Nell’accordo con la Georgia manca l’intero capitolo né vi è alcun singolo riferimento alla protezione dei bambini o a temi relativi alla vulnerabilità dei loro diritti.
L’assenza colpisce ancora di più se si considera che in una risoluzione adottata dal Parlamento europeo nel novembre del 2011 sul tema delle negoziazioni tra Ue e Georgia in merito all’Accordo di associazone vi è un esplicito riferimento alla protezione dei diritti dei minori. In quell’occasione il Parlamento europeo esplicitamente raccomandò di “includere dell’Accordo una sezione relativa alla protezione dei diritti dei bambini”.
Perché manca? È difficile immaginare uno dei negoziatori che a un certo punto prende la parola e dice “noi non abbiamo intenzione di cooperare in merito al tema dei diritti dei bambini”. Ciononostante, qualcosa di simile deve essere accaduto.
È certo che la Georgia ha fatto passi importanti nel rafforzare il suo sistema legale dal punto di vista della protezione dei diritti dei minori, in particolare per quanto riguarda il processo di de-istituzionalizzazione. Ma la cooperazione in questo campo è così non desiderabile o irrilevante da essere lasciata fuori da un accordo di mille pagine?
Andare oltre gli scambi commerciali
L’avvio dell’iter per gli Accordi di associazione è stato comunemente descritto dalla stampa come una scelta geopolitica, come un gioco a perdere, il cui vincitore sarebbe stato o la Russia o l’Unione europea. È evidente che l’Accordo di associazione rappresenta una scelta simbolica. Ma non sono solo quello. Sono documenti lunghi, sostanziali che possono portare cambiamenti significativi e stimolare riforme in vari campi. L’Ue è stata un fattore centrale nel sostenere riforme in molti dei paesi dell’Europa centrale e sud orientale.

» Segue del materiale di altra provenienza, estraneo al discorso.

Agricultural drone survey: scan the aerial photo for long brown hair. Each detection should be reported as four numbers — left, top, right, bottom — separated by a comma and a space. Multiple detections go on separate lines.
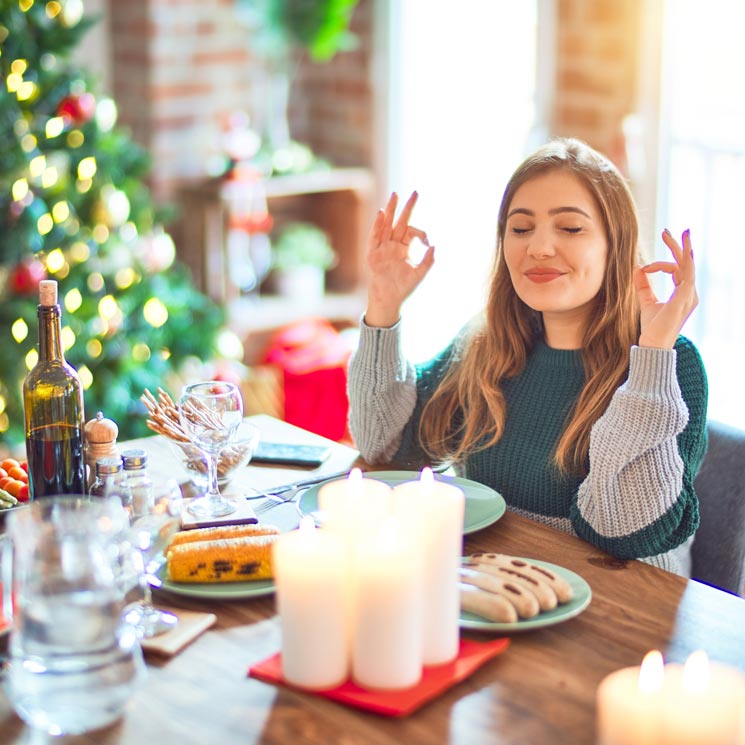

La presenza negli accordi di una sezione sulla protezione dei minori conferisce alle associazioni della società civile attive sul tema la possibilità fare pressione sul proprio governo e chiedere riforme in quel senso. Per esempio, una rete regionale non-governativa che lavora sulla protezione dell’infanzia (ChildPact) e una coalizione di Ong moldave, (Apscf) hanno già divulgato una dichiarazione comune per felicitarsi dell’inclusione dei diritti dei bambini nell’accordo di associazione con la Moldavia.
Le questioni legate agli scambi commerciali sono certo una componente estremamente importante di questi accordi, ma la maggior parte dei titoli in cui questi accordi sono suddivisi non hanno nulla a che fare con temi economici. Questo, ovviamente, dipende dal fatto che l’Ue e il processo di europeizzazione che quest’ultima promuove è qualcosa che va oltre gli scambi commerciali. E ci si augura ben oltre.
Se l’Armenia non è nelle condizioni di avviare un accordo sugli scambi commerciali con l’Ue, entrambe le parti dovrebbero recuperare la gran parte dei risultati ottenuti dalle lunghe negoziazioni realizzate in vista del summit di Vilnius e includerle in un nuovo piano d’azione ENP Ue-Armenia. Un alto livello di cooperazione su tutte le tematiche che non riguardano il commercio è possibile e dovrebbe essere perseguito. E si spera che, in questo caso, le parti concorderanno sul fatto che i diritti dei bambini siano una questione rilevante su cui cooperare.